Dietrich glowed as the wine effervesced on his empty stomach. He mellowed as he gorged. He was surfeited and warmly content by the time coffee and liqueur was poured. Mark passed around American cigarettes. The five of them sat about the table, sprawling in the camp chairs.
"I don't know when I've enjoyed anything quite so much," Dietrich said and sighed. "Now I suppose you will want to get, as I believe you say, down to brass tacks. I hope this business that has brought you here is something we can ne
gotiate. Technically, since you are citizens of the United States, we are enemies although I imagine your present residence in Sicily could be considered a mitigating factor."
There was a soughing sound and a series of pops as several rockets launched flares. Outside the tent the flat white light made the acetylene lantern hanging above the table seem dim. Sam looked startled.
"Flares, to prevent an unexpected attack," Dietrich explained, amused, as Grosse stepped in and began to clear the table. He covertly examined the profile of each of the Ennas as he removed the jars and cans near him. The man's curiosity was one thing but this close inspection was another. Dietrich was becoming annoyed.

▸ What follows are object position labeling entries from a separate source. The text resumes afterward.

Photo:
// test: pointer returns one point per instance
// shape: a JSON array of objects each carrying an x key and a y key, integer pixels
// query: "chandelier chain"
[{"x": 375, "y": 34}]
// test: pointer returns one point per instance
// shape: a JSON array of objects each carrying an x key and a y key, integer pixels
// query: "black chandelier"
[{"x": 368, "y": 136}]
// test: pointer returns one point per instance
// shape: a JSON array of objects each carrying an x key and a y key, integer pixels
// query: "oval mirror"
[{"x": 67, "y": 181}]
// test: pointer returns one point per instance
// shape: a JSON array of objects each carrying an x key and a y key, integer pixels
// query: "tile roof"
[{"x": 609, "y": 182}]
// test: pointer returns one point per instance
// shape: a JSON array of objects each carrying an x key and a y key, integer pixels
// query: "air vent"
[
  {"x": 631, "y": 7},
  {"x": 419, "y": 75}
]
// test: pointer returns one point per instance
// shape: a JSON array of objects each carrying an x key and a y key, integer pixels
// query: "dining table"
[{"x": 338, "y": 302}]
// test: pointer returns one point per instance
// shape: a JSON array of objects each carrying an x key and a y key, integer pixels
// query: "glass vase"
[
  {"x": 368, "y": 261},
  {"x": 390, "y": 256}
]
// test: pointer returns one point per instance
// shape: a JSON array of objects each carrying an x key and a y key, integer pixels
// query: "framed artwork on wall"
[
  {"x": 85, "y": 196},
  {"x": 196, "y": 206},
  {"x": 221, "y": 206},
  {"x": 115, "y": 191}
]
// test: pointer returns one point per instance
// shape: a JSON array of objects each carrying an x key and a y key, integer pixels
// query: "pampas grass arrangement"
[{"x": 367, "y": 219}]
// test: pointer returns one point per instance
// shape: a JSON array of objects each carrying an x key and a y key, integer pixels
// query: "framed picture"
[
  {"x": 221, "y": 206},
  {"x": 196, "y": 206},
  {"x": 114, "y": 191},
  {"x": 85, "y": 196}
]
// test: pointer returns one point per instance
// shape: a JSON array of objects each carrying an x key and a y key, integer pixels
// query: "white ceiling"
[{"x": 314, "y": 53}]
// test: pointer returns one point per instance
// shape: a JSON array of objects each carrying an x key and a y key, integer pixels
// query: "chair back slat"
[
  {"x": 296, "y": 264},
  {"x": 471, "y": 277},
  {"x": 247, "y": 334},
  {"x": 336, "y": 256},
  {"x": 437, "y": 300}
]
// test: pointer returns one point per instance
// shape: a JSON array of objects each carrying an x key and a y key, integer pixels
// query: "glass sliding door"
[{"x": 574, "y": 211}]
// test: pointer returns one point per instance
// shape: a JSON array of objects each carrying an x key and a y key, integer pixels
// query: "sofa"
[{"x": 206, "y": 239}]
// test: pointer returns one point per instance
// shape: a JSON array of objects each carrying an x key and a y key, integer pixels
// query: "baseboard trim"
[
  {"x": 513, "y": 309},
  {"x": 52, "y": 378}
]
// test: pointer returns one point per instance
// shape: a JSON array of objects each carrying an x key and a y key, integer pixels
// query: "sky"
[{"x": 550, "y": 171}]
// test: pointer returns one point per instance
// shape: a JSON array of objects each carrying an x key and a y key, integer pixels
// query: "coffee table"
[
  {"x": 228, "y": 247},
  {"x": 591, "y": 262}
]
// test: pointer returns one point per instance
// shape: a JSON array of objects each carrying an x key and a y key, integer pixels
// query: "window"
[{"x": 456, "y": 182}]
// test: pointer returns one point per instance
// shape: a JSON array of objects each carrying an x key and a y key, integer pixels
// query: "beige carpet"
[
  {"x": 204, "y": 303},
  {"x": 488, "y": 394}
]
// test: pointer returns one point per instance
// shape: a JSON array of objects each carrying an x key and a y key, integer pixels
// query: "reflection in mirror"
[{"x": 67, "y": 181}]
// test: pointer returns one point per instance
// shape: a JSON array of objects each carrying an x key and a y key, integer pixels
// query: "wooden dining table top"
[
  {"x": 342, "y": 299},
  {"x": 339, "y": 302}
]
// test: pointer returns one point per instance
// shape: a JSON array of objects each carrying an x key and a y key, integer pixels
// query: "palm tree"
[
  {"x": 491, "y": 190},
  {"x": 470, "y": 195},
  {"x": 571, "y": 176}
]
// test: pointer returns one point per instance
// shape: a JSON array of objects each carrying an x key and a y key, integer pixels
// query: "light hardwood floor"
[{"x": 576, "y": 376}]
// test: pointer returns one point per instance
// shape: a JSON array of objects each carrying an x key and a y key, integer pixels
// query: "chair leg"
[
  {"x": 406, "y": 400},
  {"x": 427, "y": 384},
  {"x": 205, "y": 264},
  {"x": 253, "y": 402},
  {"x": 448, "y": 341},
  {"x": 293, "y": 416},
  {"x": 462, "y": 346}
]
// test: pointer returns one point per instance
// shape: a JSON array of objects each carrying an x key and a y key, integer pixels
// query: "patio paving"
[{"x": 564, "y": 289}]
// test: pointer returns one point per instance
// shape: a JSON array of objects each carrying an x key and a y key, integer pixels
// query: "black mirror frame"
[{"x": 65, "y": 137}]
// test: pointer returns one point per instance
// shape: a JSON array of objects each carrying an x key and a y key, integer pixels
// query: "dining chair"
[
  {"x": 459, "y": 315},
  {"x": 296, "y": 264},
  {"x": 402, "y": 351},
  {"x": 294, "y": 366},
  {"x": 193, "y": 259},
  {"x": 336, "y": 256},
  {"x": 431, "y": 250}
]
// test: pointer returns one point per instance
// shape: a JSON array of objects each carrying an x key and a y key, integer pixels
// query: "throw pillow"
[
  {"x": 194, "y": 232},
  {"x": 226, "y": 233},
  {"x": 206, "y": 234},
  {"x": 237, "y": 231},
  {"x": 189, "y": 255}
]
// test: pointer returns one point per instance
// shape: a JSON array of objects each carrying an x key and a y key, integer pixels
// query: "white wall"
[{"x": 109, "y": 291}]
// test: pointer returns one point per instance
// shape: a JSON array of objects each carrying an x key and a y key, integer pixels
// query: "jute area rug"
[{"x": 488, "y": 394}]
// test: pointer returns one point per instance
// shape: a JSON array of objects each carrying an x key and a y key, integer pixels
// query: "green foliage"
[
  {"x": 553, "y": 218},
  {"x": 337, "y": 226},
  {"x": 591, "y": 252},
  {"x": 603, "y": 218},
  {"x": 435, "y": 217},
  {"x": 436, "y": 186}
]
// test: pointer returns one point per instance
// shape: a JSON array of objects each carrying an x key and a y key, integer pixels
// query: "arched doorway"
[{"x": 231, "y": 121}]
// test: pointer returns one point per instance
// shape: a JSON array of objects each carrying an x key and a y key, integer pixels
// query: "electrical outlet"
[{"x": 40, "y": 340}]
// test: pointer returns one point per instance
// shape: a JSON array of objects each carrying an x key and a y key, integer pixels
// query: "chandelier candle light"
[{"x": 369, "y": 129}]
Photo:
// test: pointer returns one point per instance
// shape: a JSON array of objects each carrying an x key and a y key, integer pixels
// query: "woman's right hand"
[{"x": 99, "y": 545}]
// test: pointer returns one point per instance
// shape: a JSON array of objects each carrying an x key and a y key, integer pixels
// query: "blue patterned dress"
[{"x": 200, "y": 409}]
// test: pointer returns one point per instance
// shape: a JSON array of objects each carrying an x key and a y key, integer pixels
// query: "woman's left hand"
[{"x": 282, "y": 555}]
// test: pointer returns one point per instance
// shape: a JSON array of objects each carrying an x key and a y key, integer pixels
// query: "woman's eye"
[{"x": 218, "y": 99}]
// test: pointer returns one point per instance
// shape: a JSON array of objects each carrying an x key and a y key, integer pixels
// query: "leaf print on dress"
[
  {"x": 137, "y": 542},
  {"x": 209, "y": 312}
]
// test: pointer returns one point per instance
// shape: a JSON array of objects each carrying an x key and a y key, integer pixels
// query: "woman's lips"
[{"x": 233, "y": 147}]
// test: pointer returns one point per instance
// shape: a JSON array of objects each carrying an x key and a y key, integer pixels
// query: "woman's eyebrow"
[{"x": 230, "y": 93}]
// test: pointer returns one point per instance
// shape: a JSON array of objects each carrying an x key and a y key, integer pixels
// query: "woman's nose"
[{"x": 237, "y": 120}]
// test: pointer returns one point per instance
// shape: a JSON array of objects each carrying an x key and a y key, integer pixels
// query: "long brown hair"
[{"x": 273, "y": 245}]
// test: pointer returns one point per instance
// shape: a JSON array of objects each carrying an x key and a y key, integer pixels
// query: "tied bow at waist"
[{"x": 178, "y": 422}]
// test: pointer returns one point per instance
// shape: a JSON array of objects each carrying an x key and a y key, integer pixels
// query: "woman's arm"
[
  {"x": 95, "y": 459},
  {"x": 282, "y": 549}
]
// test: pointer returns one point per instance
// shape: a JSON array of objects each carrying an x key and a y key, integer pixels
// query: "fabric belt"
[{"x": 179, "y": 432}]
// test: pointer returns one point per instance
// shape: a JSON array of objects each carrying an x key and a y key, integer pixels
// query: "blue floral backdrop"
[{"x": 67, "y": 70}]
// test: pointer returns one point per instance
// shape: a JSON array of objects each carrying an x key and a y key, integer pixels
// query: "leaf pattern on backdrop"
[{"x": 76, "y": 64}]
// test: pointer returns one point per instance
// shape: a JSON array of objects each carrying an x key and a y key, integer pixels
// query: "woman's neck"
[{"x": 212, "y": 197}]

"I see you pose as musicians," he went on, nodding at the violin cases piled near the side wall of the tent. "I do not imagine that is your profession."
"Musicians we don't pose as, Cap," Sam said and this time he did not smile. His face was hard and ruthless as he leaned back tilting his chair and reached the near case. "I guess you better wise up your boys. Now don't jump and yell for help, Cap. All I'm going to do is show something to you." He unlatched the lid and lifted it.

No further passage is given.